Nepal clears last landmines
Phulchoki - Nepal on Tuesday cleared the country's last remaining minefield, nearly five years after the end of the decade-long civil war with Maoist insurgents.
Prime Minister Jhalanath Khanal pressed a button in a ceremony at the top of Phulchoki hill, blowing up the deadly explosive devices to fulfil one of the main terms of the peace accord signed in November 2006.

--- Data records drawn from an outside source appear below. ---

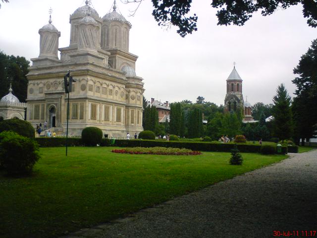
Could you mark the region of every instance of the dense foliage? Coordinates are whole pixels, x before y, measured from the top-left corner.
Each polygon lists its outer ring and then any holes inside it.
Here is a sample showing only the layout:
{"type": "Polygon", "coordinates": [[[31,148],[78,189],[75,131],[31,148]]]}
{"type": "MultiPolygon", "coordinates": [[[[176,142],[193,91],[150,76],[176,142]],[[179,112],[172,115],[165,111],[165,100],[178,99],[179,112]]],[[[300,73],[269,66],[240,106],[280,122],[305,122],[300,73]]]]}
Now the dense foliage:
{"type": "Polygon", "coordinates": [[[85,145],[96,146],[101,143],[103,131],[95,126],[86,127],[81,132],[81,138],[85,145]]]}
{"type": "Polygon", "coordinates": [[[275,146],[264,145],[261,146],[261,152],[264,155],[272,155],[276,152],[276,149],[275,146]]]}
{"type": "Polygon", "coordinates": [[[38,145],[33,139],[13,131],[0,133],[0,166],[10,174],[32,172],[40,156],[38,145]]]}
{"type": "Polygon", "coordinates": [[[293,80],[297,87],[292,104],[294,139],[299,144],[316,135],[317,131],[317,39],[312,43],[303,55],[294,73],[299,75],[293,80]]]}
{"type": "Polygon", "coordinates": [[[20,102],[25,102],[27,97],[30,62],[24,57],[7,56],[0,51],[0,98],[8,93],[12,82],[12,93],[20,102]]]}
{"type": "Polygon", "coordinates": [[[112,150],[111,152],[121,154],[135,154],[137,155],[197,155],[201,154],[200,151],[193,151],[188,149],[165,147],[125,148],[119,150],[112,150]]]}
{"type": "MultiPolygon", "coordinates": [[[[125,0],[126,2],[141,2],[143,0],[125,0]]],[[[178,28],[182,37],[197,30],[198,17],[195,13],[189,15],[192,0],[152,0],[154,9],[152,15],[159,26],[178,28]]],[[[263,16],[270,15],[277,9],[286,9],[291,6],[303,5],[303,14],[308,18],[307,24],[317,26],[317,2],[314,0],[271,0],[263,1],[237,1],[212,0],[211,5],[217,9],[216,15],[218,25],[242,26],[253,14],[261,11],[263,16]]]]}
{"type": "Polygon", "coordinates": [[[283,84],[277,87],[273,102],[274,133],[275,136],[283,141],[293,135],[293,122],[291,97],[283,84]]]}
{"type": "Polygon", "coordinates": [[[139,134],[139,139],[144,140],[155,140],[155,134],[153,131],[151,130],[144,130],[139,134]]]}
{"type": "Polygon", "coordinates": [[[169,135],[169,140],[179,140],[179,138],[176,135],[169,135]]]}
{"type": "Polygon", "coordinates": [[[28,138],[34,138],[35,131],[30,122],[17,119],[8,119],[0,121],[0,132],[12,130],[28,138]]]}
{"type": "Polygon", "coordinates": [[[231,150],[231,157],[230,158],[229,163],[232,165],[241,165],[242,164],[243,159],[242,156],[239,153],[240,151],[237,148],[237,145],[234,145],[233,149],[231,150]]]}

The Nepalese army laid minefields in 53 places across the country, most of them around key military facilities, hydro-electric power stations and telecoms towers.
"Removing these devices is an important part of the peace process," Khanal said after the controlled explosion, which echoed around the 2 700m peak near the capital, Kathmandu.
"This is an important step," he added.
According to the United Nations, 78 people have been killed and 395 others injured by mines since the peace accord. Most of the victims were children.
Khanal said that although the minefields had been removed, unexploded ordnance still posed a hazard, particularly in remote areas of the mountainous nation.
The army began laying mines to protect its barracks and government installations from Maoist attacks from 2002. Landmine clearance began in January 2007, with help from the UN.
Tuesday's clearance makes Nepal only the second Asian country after China to declare itself mine-free.
Prime Minister Khanal on Tuesday said that Nepal will soon sign the international Ottawa treaty that bans landmines.